In [1]:
import tensorflow as tf   
import numpy as np
import json
import random
import tflearn
import nltk
nltk.download("punkt")
from nltk.stem.lancaster import LancasterStemmer

Instructions for updating:
non-resource variables are not supported in the long term
curses is not supported on this machine (please install/reinstall curses for an optimal experience)

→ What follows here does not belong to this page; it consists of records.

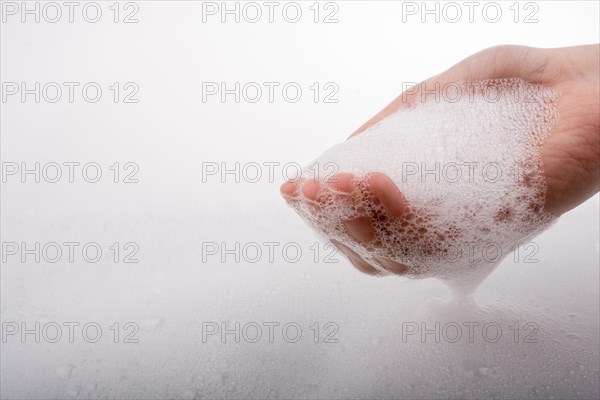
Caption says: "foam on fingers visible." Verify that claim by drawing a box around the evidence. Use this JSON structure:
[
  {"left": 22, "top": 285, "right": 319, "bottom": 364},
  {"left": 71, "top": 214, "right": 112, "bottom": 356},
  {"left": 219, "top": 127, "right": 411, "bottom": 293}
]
[{"left": 286, "top": 79, "right": 560, "bottom": 289}]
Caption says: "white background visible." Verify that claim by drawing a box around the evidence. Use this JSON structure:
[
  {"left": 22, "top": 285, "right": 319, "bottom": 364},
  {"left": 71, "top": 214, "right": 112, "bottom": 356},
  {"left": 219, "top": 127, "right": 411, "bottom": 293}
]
[{"left": 1, "top": 1, "right": 599, "bottom": 399}]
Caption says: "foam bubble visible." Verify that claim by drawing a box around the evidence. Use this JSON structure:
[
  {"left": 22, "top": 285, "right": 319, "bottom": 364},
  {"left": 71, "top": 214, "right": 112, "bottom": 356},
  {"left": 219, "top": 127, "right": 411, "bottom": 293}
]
[{"left": 287, "top": 79, "right": 560, "bottom": 292}]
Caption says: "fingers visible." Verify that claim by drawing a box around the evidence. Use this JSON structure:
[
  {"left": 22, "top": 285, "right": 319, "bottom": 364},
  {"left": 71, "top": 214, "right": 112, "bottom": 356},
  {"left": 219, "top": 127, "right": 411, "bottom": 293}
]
[
  {"left": 330, "top": 240, "right": 383, "bottom": 276},
  {"left": 280, "top": 179, "right": 297, "bottom": 197},
  {"left": 323, "top": 172, "right": 355, "bottom": 194},
  {"left": 374, "top": 257, "right": 409, "bottom": 275},
  {"left": 281, "top": 177, "right": 376, "bottom": 276},
  {"left": 280, "top": 179, "right": 301, "bottom": 208},
  {"left": 364, "top": 172, "right": 410, "bottom": 218},
  {"left": 344, "top": 217, "right": 377, "bottom": 244},
  {"left": 280, "top": 172, "right": 414, "bottom": 276}
]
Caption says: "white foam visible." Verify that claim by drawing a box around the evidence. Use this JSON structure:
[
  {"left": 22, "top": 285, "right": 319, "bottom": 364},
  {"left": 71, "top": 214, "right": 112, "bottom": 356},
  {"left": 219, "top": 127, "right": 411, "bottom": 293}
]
[{"left": 288, "top": 79, "right": 560, "bottom": 291}]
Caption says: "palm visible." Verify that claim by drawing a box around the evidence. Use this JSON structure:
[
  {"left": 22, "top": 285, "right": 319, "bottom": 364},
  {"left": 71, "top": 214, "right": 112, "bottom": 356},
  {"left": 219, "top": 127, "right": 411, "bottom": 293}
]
[
  {"left": 353, "top": 45, "right": 599, "bottom": 215},
  {"left": 539, "top": 78, "right": 599, "bottom": 214}
]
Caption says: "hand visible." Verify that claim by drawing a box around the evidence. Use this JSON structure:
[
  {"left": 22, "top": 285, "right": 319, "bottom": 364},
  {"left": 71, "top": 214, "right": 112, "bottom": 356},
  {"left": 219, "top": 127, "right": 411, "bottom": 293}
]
[{"left": 281, "top": 45, "right": 600, "bottom": 276}]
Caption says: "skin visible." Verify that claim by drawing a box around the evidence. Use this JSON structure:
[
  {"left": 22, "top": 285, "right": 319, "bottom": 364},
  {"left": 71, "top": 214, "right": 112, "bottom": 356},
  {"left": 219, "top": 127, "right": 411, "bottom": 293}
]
[{"left": 281, "top": 44, "right": 600, "bottom": 276}]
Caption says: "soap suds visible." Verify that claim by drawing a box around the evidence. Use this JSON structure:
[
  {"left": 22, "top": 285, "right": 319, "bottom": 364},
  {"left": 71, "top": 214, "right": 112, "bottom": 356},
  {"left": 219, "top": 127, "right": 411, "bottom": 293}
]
[{"left": 288, "top": 79, "right": 560, "bottom": 291}]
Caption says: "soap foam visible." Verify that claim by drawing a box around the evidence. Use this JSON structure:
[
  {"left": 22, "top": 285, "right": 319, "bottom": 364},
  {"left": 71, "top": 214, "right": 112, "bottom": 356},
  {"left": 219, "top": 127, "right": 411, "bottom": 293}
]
[{"left": 288, "top": 79, "right": 560, "bottom": 291}]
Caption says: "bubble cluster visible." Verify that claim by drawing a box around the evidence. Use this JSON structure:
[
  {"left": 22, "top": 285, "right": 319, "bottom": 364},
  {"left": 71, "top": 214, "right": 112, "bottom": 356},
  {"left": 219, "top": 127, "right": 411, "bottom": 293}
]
[{"left": 288, "top": 79, "right": 560, "bottom": 290}]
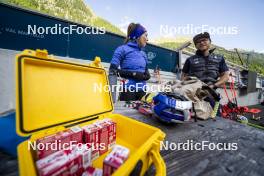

[nltk_data] Downloading package punkt to
[nltk_data]     C:\Users\zhaol\AppData\Roaming\nltk_data...
[nltk_data]   Package punkt is already up-to-date!


In [9]:
# Load the corpus of questions
with open("questions.json") as json_corpus: 
    questions = json.load(json_corpus)

In [17]:
# Display the first 5 questions
for i in range(5):
    print(questions["questions"][i])

{'tag': 'greeting', 'patterns': ['Hi', 'How are you', 'Is anyone there?', 'Hello', 'Good day'], 'responses': ['Hello, thanks for visiting', 'Good to see you again', 'Hi there, how can I help?'], 'context_set': ''}
{'tag': 'goodbye', 'patterns': ['Bye', 'See you later', 'Goodbye'], 'responses': ['See you later, thanks for visiting', 'Have a nice day', 'Bye! Come back again soon.']}
{'tag': 'thanks', 'patterns': ['Thanks', 'Thank you', "That's helpful"], 'responses': ['Happy to help!', 'Any time!', 'My pleasure']}
{'tag': 'hours', 'patterns': ['What hours are you open?', 'What are your hours?', 'When are you open?', 'When is the time to contact ?', 'At what time do you provide services ?'], 'responses': ["We're open every day from 9AM to 9PM", 'Our working hours are 9AM to 9PM every day']}
{'tag': 'location', 'patterns': ['What is your location?', 'Where are you located?', 'What is your address?', 'Where is your company situated?', 'How can we contact you ?', 'How can I contact you?'], '

In [23]:
# Initialize lists
tags = []
documents = []
words=[]

# Starting a loop through each question in questions["patterns"]
for question in questions["questions"]:
    for pattern in question["patterns"]:
        
        # Tokenize the question into word by using word tokenizer
        word = nltk.word_tokenize(pattern)
        
        # Adding tokenized words to words
        words.extend(word) 
        
        # Add words to documents with tag
        documents.append((word, question["tag"]))
        
        # Add non-duplicate tags to tags list
        if question["tag"] not in tags:      
            tags.append(question["tag"])

In [24]:
# Display the first 5 documents
print("documents: ", documents[:5])

# Display the the first 5 tags
print("tags: ", tags[:5])

# Display the the first 10 words
print("words: ", words[:10])

documents:  [(['Hi'], 'greeting'), (['How', 'are', 'you'], 'greeting'), (['Is', 'anyone', 'there', '?'], 'greeting'), (['Hello'], 'greeting'), (['Good', 'day'], 'greeting')]
tags:  ['greeting', 'goodbye', 'thanks', 'hours', 'location']
words:  ['Hi', 'How', 'are', 'you', 'Is', 'anyone', 'there', '?', 'Hello', 'Good']


In [26]:
# Lower each word and Perform Stemming by using stemmer
stemmer = LancasterStemmer()
# Ignori all unwanted punctuation marks.
ignore = ["?"]

words = [stemmer.stem(w.lower()) for w in words if w not in ignore]

#Removing Duplicates
words = sorted(list(set(words)))
tags = sorted(list(set(tags)))

#Printing length of lists
print("Length of Documents: ", len(documents))
print("Length of Tags: ", len(tags))
print("Length of Stemmed Words: ", len(words))

Length of Documents:  106
Length of Tags:  37
Length of Stemmed Words:  118


In [39]:
#Creating Train Data for training
train_data = []

#Creat empty array for output
output_empty = [0 for _ in range(len(tags))]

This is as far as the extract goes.